Fernando Medina, em Alfama, em 2018, na apresentação de medidas para conter alojamento local em Lisboa.
© Gerardo Santos/Global Imagens
Além da não tributação das mais-valias, quer os proprietários de AL, quer os proprietários de imóveis tradicionais, beneficiam de isenção de tributação em sede de IRS, IRC e do pagamento de IMI. A estas vantagens elencadas pela câmara, que faz questão de sublinhar que se trata de "um rendimento atrativo e seguro, porque sem risco", acresce a garantia de devolução dos imóveis no final do prazo do contrato em condições idênticas à da situação inicial e a possibilidade de liquidez imediata, com antecipação do pagamento das rendas.

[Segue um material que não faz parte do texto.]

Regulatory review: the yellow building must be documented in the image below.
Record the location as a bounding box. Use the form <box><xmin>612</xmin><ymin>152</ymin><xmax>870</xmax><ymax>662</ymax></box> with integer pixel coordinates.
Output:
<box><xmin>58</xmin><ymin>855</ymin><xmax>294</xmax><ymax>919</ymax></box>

Job Furtado, gestor da Rent2You, admite que embora as rendas propostas pela câmara não sejam muito rentáveis, pode ser considerado um rendimento seguro, para os proprietários que já tenham a casa paga. Mas argumenta igualmente com o problema da licença e dos cinco anos que dura o contrato: "Como a maioria está as zonas de contenção, os proprietários desistem do registo e não podem voltar a colocá-lo."
Das cerca de meia centena de AL que gere, cerca de 80% estão nas zonas de contenção.
Aluguer de curta duração atrai estudantes
Por isso, para os proprietários que ainda estão a pagar o imóvel ao banco, considera que pode ganhar mais com outras alternativas, nomeadamente a locação de curta duração. A empresa está a sensibilizar os proprietários para o alojamento de média duração, no máximo de 12 meses, podendo assim manter o registo, ao mesmo tempo que evitam o desgaste das casas.
A procura está a ser boa, garante. Estudantes universitários que estão no último ano ou a fazer mestrados ou quadros de empresas que vivem por curtos períodos de tempo no nosso país são quem mais procura. "Com os preços mas baixos podem arrendar agora um T2 em zonas como o Príncipe Real, Chiado, Rato, por 1000 euros sem terem que fazer contrato de água, luz ou gás, quando antes viviam em quartos onde pagavam cerca de 400 euros."
Job Furtado diz que estão a fazer contratos até ao verão do ano que vem, numa expectativa de que o mercado de AL recupere e os turistas voltem. "Há de haver um registo que será o novo normal e que compensa muito mais que este tipo de programa", afirma.
O primeiro concurso do Renda Segura terminou no início deste mês de julho. Segundo a autarquia, registaram-se 338 entradas na plataforma, com registos de 188 proprietários, dando origem a 177 candidaturas concluídas para arrendamento. Das 177 casas a alugar pela autarquia, 45 são provenientes do Alojamento Local e 83 são casas mobiladas.

Imagens como esta são agora raras nos bairros típicos de Lisboa.
© Orlando Almeida/Global Imagens
Foram apresentadas candidaturas de imóveis em todas as 24 freguesias da cidade, com especial incidência em Santa Maria Maior (21 imóveis), São Vicente (21), Ajuda (13) e Arroios, Beato e Penha de França (10 cada freguesia). A divisão por tipologia foi a seguinte: 15 T0; 42 T1; 72 T2; 36 T3; 11 T4; 01 T5. O valor médio da renda solicitada à CML foi de 723 euros.
Das 177 casas propostas à CML já foi feita a vistoria a 78 e estão agendadas mais 45. Depois da negociação de renda, que já foi feita com mais de 60 proprietários, a próxima fase é a conclusão dos contratos com os proprietários para colocar estes fogos no próximo programa de Renda Acessível.